Bank of Tanzania maintains interest rate at 5.75pc amidst Middle East crisis

This decision follows a Monetary Policy Committee meeting held on April 1, 2026 to evaluate the nation’s economic performance

Dar es Salaam. The Bank of Tanzania (BoT) has decided to maintain the Central Bank Rate (CBR) at 5.75 percent for the second quarter of 2026.

This decision follows a Monetary Policy Committee (MPC) meeting held on April 1, 2026 to evaluate the nation’s economic performance.

The primary objective of holding the rate steady is to ensure inflation remains within the target range of 3 to 5 percent.

This move also serves as a strategic buffer against the economic fallout from the ongoing political crisis in the Middle East.

The conflict in the Middle East has already begun to disrupt global supply chains and heighten volatility in international markets.

These geopolitical tensions have contributed to a significant surge in global energy costs.

Notably, crude oil prices jumped from an expected average of $60 per barrel to over $100 per barrel in early 2026.

Domestically, this global trend was reflected in the fuel price increases announced by the Energy and Water Utilities Regulatory Authority (Ewura) in Tanzania on April 1, 2026.

The BoT aims to mitigate the impact of these rising costs on local trade and investment.

To further refine its monetary policy, the MPC has narrowed the policy rate band from +/-2 percentage points to +/-1.5 percentage points. This technical adjustment, effective from April 2026, is designed to improve the efficiency of policy implementation.

Consequently, the interbank cash market rate for seven-day loans is expected to fluctuate between 4.25 percent and 7.25 percent during the second quarter.

Central Bank Deputy Governor, Dr Yamungu Kayandabila, noted that maintaining a stable interest rate environment is supported by robust domestic growth.

Tanzania’s economy continues to show resilience despite external shocks.

In the first quarter of 2026, the mainland economy grew by 6.2 percent, while Zanzibar recorded a growth rate of 6.7 percent.

This expansion has been largely driven by construction, agriculture, tourism, and financial services.

Specifically, the coffee and cashew nut sectors have demonstrated steady growth, contributing significantly to foreign exchange earnings.

Credit to the private sector also remains strong, growing at an average rate of 22.8 percent.

Inflationary pressures have remained contained thus far, with Tanzania Mainland averaging 3.3 percent and Zanzibar at 4.5 percent in the first quarter.

The country’s external position is bolstered by foreign exchange reserves reaching $6.2 billion.

This amount is sufficient to cover approximately 4.8 months of imports, exceeding both legal and regional requirements.

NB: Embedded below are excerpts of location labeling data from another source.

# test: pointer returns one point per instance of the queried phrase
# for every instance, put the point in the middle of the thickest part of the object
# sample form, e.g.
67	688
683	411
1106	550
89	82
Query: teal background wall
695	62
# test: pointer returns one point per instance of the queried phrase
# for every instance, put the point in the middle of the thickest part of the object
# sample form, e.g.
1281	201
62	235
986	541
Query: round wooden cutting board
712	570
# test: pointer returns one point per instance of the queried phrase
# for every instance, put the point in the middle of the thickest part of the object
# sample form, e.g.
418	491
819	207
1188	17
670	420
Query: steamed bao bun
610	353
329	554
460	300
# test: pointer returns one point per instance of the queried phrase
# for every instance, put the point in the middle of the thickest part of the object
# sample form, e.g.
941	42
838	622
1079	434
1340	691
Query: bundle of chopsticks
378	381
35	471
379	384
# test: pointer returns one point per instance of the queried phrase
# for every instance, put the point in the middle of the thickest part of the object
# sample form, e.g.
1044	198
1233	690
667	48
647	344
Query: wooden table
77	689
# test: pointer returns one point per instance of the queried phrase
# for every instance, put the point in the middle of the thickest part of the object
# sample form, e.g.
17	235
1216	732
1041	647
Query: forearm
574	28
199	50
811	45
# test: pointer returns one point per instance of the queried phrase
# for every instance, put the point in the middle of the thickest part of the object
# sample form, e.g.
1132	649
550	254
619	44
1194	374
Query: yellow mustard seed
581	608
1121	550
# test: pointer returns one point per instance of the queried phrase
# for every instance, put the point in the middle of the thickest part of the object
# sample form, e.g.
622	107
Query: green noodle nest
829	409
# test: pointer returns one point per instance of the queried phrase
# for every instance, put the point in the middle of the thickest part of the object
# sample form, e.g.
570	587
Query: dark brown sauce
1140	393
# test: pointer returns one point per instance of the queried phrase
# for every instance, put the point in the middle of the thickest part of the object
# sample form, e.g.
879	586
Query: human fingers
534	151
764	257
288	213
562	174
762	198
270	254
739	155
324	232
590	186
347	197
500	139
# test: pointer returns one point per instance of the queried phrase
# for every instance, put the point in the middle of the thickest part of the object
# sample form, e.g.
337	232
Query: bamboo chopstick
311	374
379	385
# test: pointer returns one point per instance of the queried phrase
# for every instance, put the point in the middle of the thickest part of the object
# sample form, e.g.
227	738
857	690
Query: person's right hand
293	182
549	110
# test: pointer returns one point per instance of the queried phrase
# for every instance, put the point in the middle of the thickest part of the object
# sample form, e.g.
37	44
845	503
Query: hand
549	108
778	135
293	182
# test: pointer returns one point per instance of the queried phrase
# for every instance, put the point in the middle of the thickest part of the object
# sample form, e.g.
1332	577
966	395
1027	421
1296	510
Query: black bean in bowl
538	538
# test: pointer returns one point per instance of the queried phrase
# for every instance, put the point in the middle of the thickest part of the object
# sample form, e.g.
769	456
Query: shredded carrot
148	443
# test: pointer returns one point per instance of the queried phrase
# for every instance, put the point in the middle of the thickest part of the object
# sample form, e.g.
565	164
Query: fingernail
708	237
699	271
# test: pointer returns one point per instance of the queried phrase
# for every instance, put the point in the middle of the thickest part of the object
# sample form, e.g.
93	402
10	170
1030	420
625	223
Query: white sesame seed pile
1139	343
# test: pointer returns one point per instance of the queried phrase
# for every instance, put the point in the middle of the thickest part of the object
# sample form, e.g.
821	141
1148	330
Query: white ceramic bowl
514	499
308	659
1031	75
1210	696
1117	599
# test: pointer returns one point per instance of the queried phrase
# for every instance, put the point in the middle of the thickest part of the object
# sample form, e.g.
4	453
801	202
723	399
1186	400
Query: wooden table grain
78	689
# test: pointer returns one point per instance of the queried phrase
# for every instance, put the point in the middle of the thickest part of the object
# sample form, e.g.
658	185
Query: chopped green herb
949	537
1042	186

These reserves provide a vital safety net to maintain currency stability and protect the market value of key agricultural exports.

The banking sector remains well-capitalised and liquid, with the non-performing loans ratio dropping to 2.9 percent.

Vice Chairman of the Tanzania Bankers Association, Geofrey Mchangilla, commended the central bank’s oversight.

He said that these measures have strengthened the ability of commercial banks to provide affordable credit.

Continued collaboration between the government and financial institutions is expected to protect economic stability.

The MPC will continue to monitor the Middle East crisis closely ahead of its next meeting in July 2026.